Still, the document predictably became a rallying point for Trump and his allies — including Sean Hannity, who on Friday night called for special counsel Robert Mueller’s probe to be ended and for the Trump advisers already brought down by it to have their charges dropped.

“If we care about the Constitution, if we believe in civil liberties, if we believe in those protections, then the special counsel must be disbanded immediately,” Hannity said on his Fox News program Friday.

Trump and his Republican allies have been ramping up their war on the Mueller investigation since December, when former national security adviser Michael Flynn pleaded guilty to lying to FBI agents about his Russia contacts.

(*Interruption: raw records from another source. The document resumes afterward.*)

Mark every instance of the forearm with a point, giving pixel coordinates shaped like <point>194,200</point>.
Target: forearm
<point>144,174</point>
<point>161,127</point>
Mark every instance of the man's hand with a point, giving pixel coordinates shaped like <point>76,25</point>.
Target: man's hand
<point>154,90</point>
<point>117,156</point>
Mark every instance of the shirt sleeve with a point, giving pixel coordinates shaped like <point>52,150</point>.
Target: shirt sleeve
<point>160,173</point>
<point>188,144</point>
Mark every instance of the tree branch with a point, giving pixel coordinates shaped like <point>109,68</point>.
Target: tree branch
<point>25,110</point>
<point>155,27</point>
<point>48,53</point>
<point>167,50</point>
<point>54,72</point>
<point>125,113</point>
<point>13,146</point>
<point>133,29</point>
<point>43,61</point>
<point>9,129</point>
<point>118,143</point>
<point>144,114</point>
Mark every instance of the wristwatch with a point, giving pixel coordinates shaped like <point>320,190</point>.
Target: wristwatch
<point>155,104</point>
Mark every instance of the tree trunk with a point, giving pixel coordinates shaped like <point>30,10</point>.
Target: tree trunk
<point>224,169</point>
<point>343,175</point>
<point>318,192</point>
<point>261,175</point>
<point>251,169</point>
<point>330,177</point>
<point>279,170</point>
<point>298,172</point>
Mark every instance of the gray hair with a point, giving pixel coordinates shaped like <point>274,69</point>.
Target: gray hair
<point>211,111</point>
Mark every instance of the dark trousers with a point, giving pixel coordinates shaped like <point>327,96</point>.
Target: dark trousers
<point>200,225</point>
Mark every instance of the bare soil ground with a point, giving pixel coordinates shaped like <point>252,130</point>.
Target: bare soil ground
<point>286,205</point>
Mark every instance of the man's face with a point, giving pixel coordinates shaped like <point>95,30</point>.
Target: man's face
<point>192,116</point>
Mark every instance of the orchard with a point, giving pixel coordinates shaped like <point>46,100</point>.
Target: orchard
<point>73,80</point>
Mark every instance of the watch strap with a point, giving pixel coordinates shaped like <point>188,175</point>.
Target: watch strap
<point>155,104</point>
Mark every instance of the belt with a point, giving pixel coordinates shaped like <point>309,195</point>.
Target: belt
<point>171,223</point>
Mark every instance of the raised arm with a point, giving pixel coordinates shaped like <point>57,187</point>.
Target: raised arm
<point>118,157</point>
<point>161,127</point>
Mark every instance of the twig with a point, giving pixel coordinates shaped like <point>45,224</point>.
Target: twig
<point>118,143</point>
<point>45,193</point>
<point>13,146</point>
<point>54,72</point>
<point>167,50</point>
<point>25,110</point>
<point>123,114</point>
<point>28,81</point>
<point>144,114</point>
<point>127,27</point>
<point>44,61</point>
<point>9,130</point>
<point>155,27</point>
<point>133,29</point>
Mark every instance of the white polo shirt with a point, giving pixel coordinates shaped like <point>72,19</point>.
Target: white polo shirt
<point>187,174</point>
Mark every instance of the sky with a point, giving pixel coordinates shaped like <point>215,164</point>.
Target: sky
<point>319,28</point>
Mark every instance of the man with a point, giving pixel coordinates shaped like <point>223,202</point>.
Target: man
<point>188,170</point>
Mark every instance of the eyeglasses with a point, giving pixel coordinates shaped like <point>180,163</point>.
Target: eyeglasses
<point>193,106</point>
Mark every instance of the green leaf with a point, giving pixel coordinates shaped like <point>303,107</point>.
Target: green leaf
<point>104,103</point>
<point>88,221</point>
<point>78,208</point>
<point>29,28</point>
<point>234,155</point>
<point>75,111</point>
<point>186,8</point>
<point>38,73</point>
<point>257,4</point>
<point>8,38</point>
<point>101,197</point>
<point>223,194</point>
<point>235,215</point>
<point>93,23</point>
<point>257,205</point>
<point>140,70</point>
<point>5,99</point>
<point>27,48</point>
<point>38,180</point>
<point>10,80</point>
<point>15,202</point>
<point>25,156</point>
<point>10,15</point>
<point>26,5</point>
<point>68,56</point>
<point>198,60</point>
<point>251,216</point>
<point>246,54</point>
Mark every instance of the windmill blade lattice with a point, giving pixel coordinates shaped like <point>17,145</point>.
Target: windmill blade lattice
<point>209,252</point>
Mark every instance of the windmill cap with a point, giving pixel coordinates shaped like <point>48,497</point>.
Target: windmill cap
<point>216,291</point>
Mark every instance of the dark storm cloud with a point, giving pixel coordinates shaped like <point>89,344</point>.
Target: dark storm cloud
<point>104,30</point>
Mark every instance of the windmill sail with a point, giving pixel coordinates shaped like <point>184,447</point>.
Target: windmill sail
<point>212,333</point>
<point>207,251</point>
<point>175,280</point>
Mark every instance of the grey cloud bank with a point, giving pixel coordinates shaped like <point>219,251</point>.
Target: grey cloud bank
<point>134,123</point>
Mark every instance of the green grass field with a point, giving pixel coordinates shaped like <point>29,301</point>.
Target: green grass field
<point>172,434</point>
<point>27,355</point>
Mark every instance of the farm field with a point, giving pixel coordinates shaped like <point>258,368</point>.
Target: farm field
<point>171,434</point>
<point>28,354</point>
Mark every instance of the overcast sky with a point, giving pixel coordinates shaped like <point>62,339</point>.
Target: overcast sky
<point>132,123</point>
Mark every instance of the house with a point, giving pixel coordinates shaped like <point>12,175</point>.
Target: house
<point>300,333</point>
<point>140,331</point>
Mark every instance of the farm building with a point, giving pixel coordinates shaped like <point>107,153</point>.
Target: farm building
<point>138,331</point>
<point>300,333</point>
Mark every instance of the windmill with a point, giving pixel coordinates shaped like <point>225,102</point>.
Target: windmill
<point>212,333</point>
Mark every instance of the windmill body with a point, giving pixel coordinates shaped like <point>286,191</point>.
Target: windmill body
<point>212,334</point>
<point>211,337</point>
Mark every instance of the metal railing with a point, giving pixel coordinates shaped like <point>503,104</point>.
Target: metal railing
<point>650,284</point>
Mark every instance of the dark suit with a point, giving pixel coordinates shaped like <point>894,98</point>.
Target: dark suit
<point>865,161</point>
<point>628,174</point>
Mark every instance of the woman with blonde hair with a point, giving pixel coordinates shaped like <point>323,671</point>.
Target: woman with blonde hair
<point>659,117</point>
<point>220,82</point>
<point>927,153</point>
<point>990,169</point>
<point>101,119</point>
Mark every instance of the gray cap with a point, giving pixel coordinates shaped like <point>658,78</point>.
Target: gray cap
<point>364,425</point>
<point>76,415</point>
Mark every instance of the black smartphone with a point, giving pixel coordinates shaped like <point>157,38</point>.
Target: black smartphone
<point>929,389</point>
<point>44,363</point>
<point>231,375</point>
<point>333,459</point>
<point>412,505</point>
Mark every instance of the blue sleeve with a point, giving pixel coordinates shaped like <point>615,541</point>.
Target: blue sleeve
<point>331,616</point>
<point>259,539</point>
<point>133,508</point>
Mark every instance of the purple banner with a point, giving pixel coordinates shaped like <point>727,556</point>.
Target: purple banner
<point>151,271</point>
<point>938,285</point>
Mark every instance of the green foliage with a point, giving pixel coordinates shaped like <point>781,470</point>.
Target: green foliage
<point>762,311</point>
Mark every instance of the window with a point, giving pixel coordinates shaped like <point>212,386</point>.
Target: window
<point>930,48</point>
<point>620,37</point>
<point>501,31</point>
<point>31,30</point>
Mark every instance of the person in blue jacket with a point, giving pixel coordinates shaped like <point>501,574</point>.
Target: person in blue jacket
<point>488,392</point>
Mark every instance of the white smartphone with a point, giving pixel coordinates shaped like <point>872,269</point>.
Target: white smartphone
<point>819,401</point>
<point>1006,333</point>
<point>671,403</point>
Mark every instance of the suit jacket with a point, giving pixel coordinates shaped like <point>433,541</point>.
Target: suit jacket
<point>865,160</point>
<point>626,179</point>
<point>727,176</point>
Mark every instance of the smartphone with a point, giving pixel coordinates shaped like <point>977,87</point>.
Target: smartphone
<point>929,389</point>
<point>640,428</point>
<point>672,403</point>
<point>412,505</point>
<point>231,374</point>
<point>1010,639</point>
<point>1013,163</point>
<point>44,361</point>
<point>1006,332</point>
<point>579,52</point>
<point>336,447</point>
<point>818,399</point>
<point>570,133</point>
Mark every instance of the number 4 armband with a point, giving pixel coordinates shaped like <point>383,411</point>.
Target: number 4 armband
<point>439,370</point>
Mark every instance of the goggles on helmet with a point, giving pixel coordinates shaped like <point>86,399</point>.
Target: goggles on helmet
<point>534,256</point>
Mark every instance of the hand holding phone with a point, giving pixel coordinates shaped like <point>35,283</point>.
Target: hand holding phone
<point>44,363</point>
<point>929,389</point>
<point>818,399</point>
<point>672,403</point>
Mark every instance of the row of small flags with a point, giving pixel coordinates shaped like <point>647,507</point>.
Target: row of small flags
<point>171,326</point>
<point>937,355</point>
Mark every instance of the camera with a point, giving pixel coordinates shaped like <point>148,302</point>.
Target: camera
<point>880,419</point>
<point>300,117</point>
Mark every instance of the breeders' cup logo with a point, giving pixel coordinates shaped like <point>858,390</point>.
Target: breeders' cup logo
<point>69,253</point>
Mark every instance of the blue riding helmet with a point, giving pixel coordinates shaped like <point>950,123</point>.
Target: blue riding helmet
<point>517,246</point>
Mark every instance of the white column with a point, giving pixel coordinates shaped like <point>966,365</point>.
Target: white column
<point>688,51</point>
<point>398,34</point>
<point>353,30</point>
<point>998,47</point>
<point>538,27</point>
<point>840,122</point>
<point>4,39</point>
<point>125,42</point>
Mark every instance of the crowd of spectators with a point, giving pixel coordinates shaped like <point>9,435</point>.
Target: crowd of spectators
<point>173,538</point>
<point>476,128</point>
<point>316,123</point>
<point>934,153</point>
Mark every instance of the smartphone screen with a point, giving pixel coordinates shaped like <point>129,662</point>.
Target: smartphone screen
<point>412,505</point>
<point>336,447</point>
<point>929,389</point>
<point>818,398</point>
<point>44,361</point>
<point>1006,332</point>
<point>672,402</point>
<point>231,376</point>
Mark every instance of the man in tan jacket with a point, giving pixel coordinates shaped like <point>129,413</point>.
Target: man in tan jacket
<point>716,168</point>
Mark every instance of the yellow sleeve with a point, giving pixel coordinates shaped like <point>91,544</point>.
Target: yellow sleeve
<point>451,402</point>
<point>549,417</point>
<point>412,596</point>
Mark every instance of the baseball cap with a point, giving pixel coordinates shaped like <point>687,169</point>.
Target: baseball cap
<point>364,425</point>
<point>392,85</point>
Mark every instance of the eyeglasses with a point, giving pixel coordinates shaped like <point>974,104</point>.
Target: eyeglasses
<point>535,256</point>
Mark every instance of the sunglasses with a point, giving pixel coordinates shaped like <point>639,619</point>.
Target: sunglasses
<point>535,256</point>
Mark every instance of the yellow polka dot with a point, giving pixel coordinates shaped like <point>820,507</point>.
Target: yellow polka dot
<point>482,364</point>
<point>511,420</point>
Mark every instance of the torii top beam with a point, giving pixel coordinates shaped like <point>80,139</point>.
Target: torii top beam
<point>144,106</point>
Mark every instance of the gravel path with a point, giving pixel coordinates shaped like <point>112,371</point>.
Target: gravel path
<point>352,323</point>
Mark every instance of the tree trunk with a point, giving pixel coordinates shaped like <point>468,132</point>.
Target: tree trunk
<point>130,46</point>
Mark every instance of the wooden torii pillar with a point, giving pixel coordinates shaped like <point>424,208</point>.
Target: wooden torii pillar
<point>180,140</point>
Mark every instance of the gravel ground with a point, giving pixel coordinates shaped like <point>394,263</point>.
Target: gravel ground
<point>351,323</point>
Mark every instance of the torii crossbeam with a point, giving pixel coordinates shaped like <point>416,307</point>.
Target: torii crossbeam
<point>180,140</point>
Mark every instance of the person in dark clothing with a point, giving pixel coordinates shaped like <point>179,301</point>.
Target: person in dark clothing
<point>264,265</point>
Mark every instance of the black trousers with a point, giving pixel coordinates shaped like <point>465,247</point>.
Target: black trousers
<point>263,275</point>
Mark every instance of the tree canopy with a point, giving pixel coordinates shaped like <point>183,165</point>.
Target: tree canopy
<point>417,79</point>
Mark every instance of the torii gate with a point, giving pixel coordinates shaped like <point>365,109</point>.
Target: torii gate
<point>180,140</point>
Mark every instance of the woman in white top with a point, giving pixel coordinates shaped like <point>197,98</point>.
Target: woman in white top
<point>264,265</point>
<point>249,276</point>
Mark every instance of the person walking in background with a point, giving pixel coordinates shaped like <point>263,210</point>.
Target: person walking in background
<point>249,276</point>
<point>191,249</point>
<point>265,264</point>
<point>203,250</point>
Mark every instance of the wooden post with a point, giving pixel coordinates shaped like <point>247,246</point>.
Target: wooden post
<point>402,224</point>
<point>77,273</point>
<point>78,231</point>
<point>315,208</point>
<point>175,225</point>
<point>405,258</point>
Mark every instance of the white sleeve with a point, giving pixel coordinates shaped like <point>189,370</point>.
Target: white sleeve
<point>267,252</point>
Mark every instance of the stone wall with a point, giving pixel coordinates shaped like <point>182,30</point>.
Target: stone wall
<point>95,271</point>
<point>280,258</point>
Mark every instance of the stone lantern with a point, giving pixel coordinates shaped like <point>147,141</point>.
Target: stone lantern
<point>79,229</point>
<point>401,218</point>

They’ve seized on the anti-Trump text messages a former member of Mueller’s team sent to a colleague as evidence of partisan bias among investigators, and suggested that federal law enforcement inappropriately surveilled the Trump campaign.

But critics, including some Republicans, have shot back that the president is attempting to undermine the investigation, and on Friday warned him that firing Rod Rosenstein — the deputy attorney general named in the memo — or Mueller would be considered an “attempt to obstruct justice.”

“Firing Rod Rosenstein, DOJ leadership, or Bob Mueller could result in a constitutional crisis of the kind not seen since the Saturday Night Massacre,” Democratic leaders wrote in a letter to Trump, referring to Richard Nixon’s infamous attempt to subvert the Watergate probe in 1973.

Trump, however, left open the possibility of terminating Rosenstein in comments to reporters Friday after he declassified the memo.

“You figure that one out,” he said.

The president on Saturday also took to Twitter to tout a new Rasmussen poll that showed an increase in his approval ratings following his State of the Union address Tuesday, bashing the press for what he described as a lack of coverage.

“Why does the media refuse to write this?” he tweeted. “Oh well, someday!”

Many media outlets are wary of using Rasmussen polls, which skew conservative and rely on questionable methods to arrive at their findings.

The 49% approval Trump enjoys in the new Rasmussen poll is markedly higher than, say, the 38% approval he had in the most recent Gallup daily approval tracker.